O hai i soldi o torni nella guerra. "Tutti i giorni se ne sta sul suo materasso polveroso, in un angolo del campo. Le poche volte che si alza, lo fa per guardarsi allo specchio e sistemarsi i capelli con il suo pettine rosso, l'unica cosa che le è rimasta del suo passato", dice Mahynuur El Massri, attivista egiziana che fa visita ai rifugiati siriani detenuti nel campo. Secondo il rapporto di Amnesty international pubblicato lo scorso 17 Ottobre, il governo egiziano sta sistematicamente arrestando i rifugiati siriani, detenendoli ad oltranza in condizioni sanitarie pessime. I profughi che non trovano i soldi per andare in Libano o in Turchia (unici paesi disposti ad accoglierli) sono forzati a firmare delle carte per essere deportati in Siria.

Gli arresti senza reati né accuse. Sempre secondo il rapporto, molti arresti avverrebbero senza ragioni valide. Nella sola giornata del 17 settembre, in un caffè di Alessandria, in una delle zone più frequentate dalla comunità siriana, settanta siriani sono stati arrestati, solo perché sospettati di pianificare un viaggio clandestino, e sono tutt'ora detenuti in una stazione di polizia. Circa settecento rifugiati sono già stati deportati, tra cui duecento minori, di cui circa settanta senza genitori. Oggi solo ad Alessandria, ci sono ancora trecento rifugiati siriani detenuti, di cui quindici sono minori senza genitori.

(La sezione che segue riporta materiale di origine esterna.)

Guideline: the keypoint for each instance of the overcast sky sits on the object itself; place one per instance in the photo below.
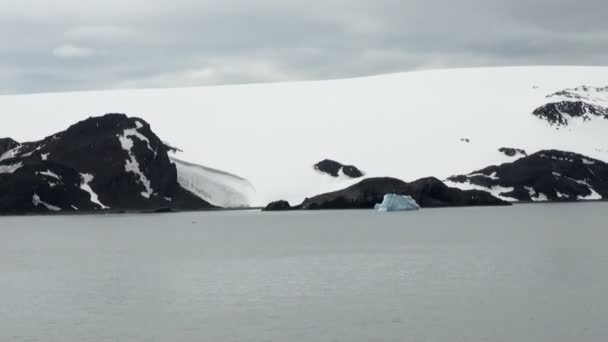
(76, 45)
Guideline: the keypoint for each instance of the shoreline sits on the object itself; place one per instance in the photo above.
(260, 209)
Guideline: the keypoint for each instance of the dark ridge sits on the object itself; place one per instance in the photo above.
(512, 152)
(333, 168)
(428, 192)
(53, 171)
(554, 112)
(551, 174)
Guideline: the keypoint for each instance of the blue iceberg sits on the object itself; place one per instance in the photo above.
(394, 202)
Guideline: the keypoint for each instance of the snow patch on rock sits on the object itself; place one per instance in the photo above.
(87, 178)
(10, 168)
(131, 164)
(496, 191)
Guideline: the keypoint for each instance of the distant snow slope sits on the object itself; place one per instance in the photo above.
(407, 125)
(214, 186)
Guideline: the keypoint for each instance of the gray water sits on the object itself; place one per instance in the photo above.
(525, 273)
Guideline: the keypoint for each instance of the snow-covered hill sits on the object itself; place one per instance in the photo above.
(409, 125)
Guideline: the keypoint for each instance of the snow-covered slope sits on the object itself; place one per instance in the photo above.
(407, 125)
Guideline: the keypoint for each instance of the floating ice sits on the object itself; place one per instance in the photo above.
(394, 202)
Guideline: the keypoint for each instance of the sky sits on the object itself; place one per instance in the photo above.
(67, 45)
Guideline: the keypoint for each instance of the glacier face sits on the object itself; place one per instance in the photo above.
(217, 187)
(392, 202)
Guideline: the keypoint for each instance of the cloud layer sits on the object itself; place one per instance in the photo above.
(72, 45)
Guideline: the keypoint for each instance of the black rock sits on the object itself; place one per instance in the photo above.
(278, 206)
(333, 169)
(7, 144)
(512, 152)
(428, 192)
(119, 158)
(554, 112)
(546, 175)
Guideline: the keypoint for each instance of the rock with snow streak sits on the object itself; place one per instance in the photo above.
(543, 176)
(512, 152)
(560, 113)
(111, 162)
(7, 144)
(336, 169)
(427, 192)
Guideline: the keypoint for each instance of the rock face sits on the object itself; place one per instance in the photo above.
(336, 169)
(428, 192)
(557, 113)
(512, 152)
(278, 206)
(582, 102)
(109, 162)
(7, 144)
(544, 176)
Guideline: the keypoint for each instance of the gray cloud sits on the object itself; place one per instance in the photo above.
(71, 45)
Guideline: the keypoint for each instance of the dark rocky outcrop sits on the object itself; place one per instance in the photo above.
(546, 175)
(512, 152)
(111, 162)
(278, 206)
(555, 112)
(7, 144)
(428, 192)
(334, 168)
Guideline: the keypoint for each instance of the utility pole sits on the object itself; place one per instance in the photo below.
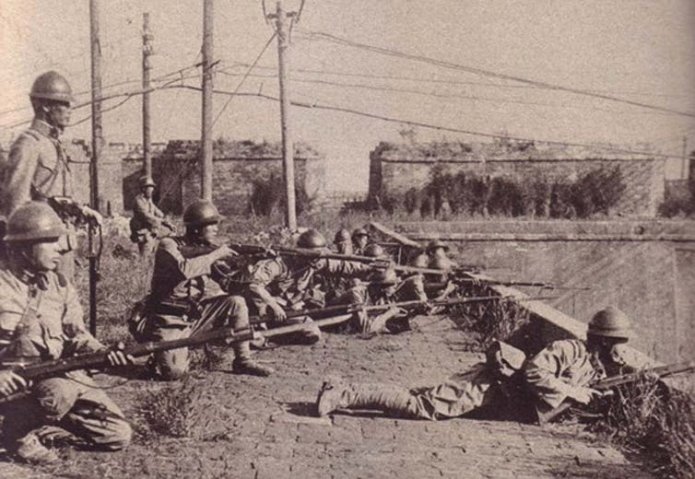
(97, 144)
(206, 141)
(146, 68)
(685, 174)
(283, 19)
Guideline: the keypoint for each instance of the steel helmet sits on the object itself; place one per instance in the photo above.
(420, 261)
(610, 322)
(34, 221)
(437, 244)
(374, 250)
(341, 236)
(443, 264)
(201, 212)
(146, 180)
(311, 239)
(387, 277)
(359, 232)
(51, 86)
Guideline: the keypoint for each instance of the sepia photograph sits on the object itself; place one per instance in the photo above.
(343, 239)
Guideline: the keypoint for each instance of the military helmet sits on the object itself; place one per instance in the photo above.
(420, 261)
(611, 323)
(359, 232)
(341, 236)
(443, 264)
(201, 212)
(311, 239)
(387, 277)
(437, 244)
(51, 86)
(146, 180)
(34, 221)
(374, 250)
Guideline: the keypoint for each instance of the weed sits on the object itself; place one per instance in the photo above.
(659, 422)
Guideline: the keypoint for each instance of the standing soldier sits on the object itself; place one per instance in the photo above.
(40, 320)
(185, 299)
(38, 167)
(343, 242)
(148, 220)
(360, 240)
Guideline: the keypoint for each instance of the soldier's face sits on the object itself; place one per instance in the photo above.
(45, 255)
(58, 114)
(208, 233)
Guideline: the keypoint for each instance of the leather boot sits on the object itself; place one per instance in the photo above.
(394, 401)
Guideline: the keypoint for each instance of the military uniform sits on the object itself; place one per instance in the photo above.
(41, 319)
(146, 224)
(296, 289)
(184, 299)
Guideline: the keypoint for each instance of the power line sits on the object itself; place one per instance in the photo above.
(443, 81)
(453, 66)
(246, 75)
(318, 106)
(442, 95)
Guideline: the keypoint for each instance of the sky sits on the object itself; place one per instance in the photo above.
(638, 50)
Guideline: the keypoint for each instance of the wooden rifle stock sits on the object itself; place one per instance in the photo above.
(614, 381)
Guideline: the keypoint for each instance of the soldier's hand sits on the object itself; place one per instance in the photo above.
(225, 251)
(10, 383)
(92, 216)
(117, 357)
(278, 313)
(584, 395)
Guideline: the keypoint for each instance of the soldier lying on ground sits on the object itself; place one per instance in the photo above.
(184, 299)
(565, 369)
(41, 319)
(289, 283)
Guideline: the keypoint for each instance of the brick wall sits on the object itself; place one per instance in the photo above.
(394, 169)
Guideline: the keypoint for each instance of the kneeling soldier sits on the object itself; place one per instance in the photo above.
(41, 319)
(184, 299)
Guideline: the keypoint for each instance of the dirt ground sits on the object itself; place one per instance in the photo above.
(261, 428)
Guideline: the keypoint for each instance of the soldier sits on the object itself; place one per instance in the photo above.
(148, 220)
(185, 299)
(564, 369)
(360, 240)
(289, 283)
(437, 251)
(41, 319)
(343, 242)
(38, 167)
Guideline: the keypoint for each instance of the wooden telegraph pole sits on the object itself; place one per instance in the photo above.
(146, 69)
(283, 20)
(206, 141)
(97, 144)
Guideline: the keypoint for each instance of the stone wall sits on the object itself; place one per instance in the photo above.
(394, 169)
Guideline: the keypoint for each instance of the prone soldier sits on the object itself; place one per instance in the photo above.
(185, 299)
(564, 369)
(41, 319)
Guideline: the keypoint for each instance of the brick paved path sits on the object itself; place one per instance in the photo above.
(265, 428)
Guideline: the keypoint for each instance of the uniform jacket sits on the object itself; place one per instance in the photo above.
(146, 215)
(37, 168)
(564, 365)
(177, 278)
(40, 317)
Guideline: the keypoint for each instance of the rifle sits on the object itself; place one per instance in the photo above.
(354, 307)
(619, 380)
(98, 360)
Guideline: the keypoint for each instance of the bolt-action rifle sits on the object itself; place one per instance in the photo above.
(619, 380)
(98, 360)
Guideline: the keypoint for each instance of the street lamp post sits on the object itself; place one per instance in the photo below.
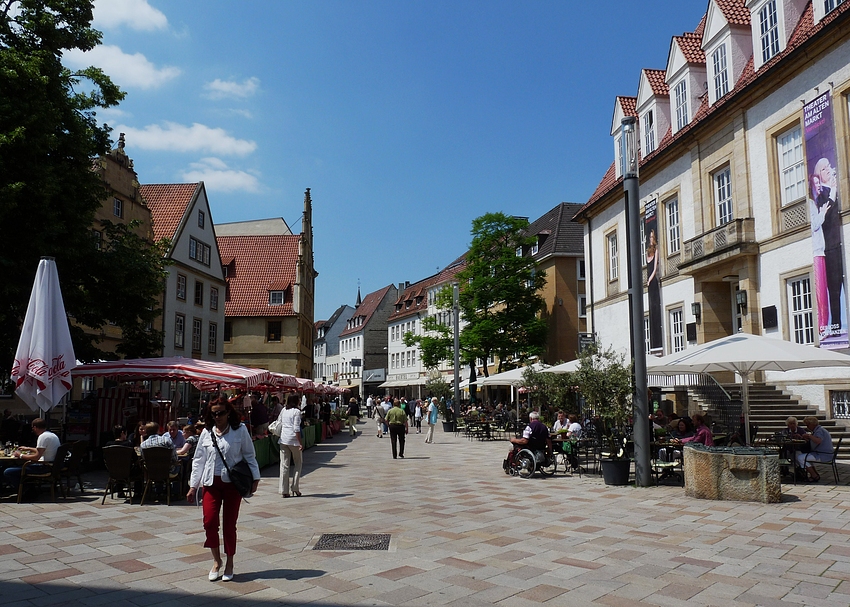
(631, 187)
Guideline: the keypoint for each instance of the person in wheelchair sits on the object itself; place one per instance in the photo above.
(535, 437)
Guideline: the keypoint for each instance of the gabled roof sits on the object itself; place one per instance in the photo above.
(805, 29)
(366, 310)
(734, 11)
(168, 203)
(419, 290)
(260, 264)
(557, 233)
(658, 82)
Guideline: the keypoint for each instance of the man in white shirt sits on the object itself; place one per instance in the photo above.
(44, 451)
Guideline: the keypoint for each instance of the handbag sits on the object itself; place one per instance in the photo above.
(240, 474)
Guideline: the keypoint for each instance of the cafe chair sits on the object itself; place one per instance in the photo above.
(79, 450)
(52, 474)
(833, 462)
(159, 468)
(120, 463)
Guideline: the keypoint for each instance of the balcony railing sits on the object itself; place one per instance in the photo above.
(723, 242)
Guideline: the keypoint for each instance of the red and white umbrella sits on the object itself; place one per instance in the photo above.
(45, 355)
(202, 373)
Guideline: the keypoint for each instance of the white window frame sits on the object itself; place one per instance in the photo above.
(680, 95)
(722, 182)
(648, 125)
(676, 318)
(674, 234)
(801, 326)
(613, 257)
(792, 170)
(768, 30)
(721, 72)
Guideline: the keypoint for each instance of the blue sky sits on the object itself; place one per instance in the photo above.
(407, 119)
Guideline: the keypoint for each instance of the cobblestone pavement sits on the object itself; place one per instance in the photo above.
(463, 533)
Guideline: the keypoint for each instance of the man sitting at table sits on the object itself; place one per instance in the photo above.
(535, 436)
(44, 451)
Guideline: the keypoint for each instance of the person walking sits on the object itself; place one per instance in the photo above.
(225, 439)
(379, 419)
(291, 447)
(353, 414)
(432, 420)
(397, 421)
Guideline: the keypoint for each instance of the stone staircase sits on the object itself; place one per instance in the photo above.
(769, 408)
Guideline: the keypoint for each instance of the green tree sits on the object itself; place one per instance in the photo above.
(500, 293)
(49, 138)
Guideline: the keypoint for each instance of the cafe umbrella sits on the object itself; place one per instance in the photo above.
(745, 354)
(45, 355)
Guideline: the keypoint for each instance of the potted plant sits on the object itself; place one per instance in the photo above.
(605, 381)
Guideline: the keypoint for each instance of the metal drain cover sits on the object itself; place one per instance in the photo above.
(353, 541)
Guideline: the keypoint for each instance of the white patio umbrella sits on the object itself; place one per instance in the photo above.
(568, 367)
(744, 354)
(45, 355)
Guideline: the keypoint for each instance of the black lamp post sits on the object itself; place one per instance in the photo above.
(631, 186)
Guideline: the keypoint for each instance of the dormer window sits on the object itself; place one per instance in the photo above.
(648, 124)
(720, 71)
(680, 95)
(768, 31)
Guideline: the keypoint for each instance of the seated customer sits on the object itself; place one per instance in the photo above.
(702, 435)
(820, 447)
(44, 451)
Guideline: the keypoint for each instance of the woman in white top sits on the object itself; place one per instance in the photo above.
(223, 426)
(290, 445)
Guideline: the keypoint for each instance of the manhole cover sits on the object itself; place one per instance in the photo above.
(353, 541)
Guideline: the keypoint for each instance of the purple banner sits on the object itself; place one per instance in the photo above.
(653, 280)
(825, 214)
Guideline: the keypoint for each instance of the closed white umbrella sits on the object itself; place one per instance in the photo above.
(744, 354)
(45, 355)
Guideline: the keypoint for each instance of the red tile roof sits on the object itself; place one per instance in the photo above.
(366, 310)
(806, 28)
(628, 105)
(734, 11)
(168, 203)
(260, 264)
(420, 289)
(658, 82)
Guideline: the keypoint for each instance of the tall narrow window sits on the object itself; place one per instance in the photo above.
(723, 196)
(681, 95)
(613, 258)
(721, 75)
(648, 132)
(179, 330)
(789, 148)
(677, 330)
(212, 338)
(674, 240)
(801, 320)
(768, 31)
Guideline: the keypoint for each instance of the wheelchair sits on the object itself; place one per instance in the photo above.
(524, 462)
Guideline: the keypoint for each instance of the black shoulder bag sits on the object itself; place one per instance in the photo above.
(240, 474)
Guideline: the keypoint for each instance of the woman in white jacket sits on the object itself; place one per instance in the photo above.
(224, 427)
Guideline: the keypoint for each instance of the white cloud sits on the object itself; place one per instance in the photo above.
(125, 69)
(217, 176)
(136, 14)
(220, 89)
(175, 137)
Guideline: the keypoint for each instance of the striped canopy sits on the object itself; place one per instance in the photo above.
(199, 372)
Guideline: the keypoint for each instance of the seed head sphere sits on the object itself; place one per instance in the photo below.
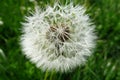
(58, 38)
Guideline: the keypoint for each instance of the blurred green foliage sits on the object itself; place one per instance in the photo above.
(104, 64)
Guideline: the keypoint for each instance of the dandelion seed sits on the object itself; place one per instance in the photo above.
(58, 38)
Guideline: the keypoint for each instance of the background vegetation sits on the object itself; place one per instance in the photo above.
(104, 64)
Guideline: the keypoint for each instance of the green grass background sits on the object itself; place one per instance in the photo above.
(104, 64)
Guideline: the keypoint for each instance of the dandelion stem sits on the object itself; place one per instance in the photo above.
(46, 75)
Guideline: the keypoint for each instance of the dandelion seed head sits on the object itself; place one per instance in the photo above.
(58, 38)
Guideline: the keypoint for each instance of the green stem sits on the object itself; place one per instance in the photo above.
(52, 74)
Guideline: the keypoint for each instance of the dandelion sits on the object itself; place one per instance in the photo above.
(59, 38)
(1, 22)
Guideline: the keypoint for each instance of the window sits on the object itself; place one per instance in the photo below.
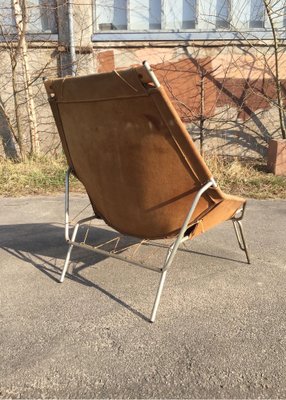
(120, 20)
(223, 14)
(41, 17)
(257, 14)
(140, 15)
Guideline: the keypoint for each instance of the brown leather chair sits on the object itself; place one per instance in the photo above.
(144, 176)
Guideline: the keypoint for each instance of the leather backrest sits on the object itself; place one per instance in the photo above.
(127, 145)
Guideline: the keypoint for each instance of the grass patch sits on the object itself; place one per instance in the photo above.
(247, 179)
(46, 176)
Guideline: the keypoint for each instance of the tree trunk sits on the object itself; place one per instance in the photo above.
(20, 11)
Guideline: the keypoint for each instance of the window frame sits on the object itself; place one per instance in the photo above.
(200, 33)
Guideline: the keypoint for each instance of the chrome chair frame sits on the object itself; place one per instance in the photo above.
(171, 250)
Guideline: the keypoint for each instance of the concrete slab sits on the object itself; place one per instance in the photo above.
(221, 324)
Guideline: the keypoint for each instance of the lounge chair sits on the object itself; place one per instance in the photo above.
(125, 142)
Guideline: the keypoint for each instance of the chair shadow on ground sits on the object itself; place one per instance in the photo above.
(43, 246)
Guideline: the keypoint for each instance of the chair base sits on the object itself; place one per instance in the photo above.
(171, 250)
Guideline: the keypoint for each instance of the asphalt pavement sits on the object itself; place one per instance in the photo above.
(220, 330)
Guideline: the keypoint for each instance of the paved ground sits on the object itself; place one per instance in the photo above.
(221, 327)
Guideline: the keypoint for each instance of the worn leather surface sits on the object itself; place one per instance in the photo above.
(126, 144)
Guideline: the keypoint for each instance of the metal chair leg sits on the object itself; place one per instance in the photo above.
(69, 254)
(158, 296)
(240, 237)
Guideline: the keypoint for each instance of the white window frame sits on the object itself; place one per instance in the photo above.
(205, 30)
(32, 35)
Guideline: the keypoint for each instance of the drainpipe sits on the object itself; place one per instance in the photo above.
(71, 37)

I bambini ancora nelle carceri. I bambini sono stati arrestati assieme alle famiglie o sopra una barca che cercava di raggiungere le coste europee, o perché ai genitori non sono stati rinnovati i documenti per rimanere in Egitto. Secondo il governo egiziano, dovrebbero essere espulsi, senza tener conto, che la maggior parte dei rifugiati una volta tornati in Siria, rischiano di essere perseguitati dal regime. "Nel carcere di Karomuoz nella periferia di Alessandria, assieme ai suoi genitori c'è il piccolo Mohamed, che ha solo due mesi, ma è detenuto da quando aveva quindici giorni", racconta Thaer Mukhtar, un medico egiziano che in questi mesi ha visitato i detenuti.

Il reimpatrio di regazzini rimasti soli. Nella stessa stazione ci sono anche Zaher, sedici anni, Hamed quattordici anni e Mohammed di otto, che sono stati arrestati da soli e rischiano di essere rispediti in Siria da un giorno all'altro. Nella stazione di Abo qir invece, nel vicino governatorato di El Behara, sono detenuti Khaled e Reda, due gemelli di un anno, arrestati con i genitori che non avevano il permesso di soggiorno. Pensando ai bambini detenuti, Mukhtar non riesce a scordare la storia Magdy Soliman, 10 anni, detenuto diciassette giorni nella stazione di polizia di Karmouz, dopo esser sopravvissuto al naufragio di una nave clandestina nei primi giorni di settembre, nel quale aveva perso la madre, la zia e la sorella. Dopo essere stato portato in Libano, è stato deportato in Siria completamente da solo, "mi ero raccomandato con lui di chiamarmi dall'aereoporto, ma il suo telefono non ha mai più squillato e nessuno sa più nulla di lui".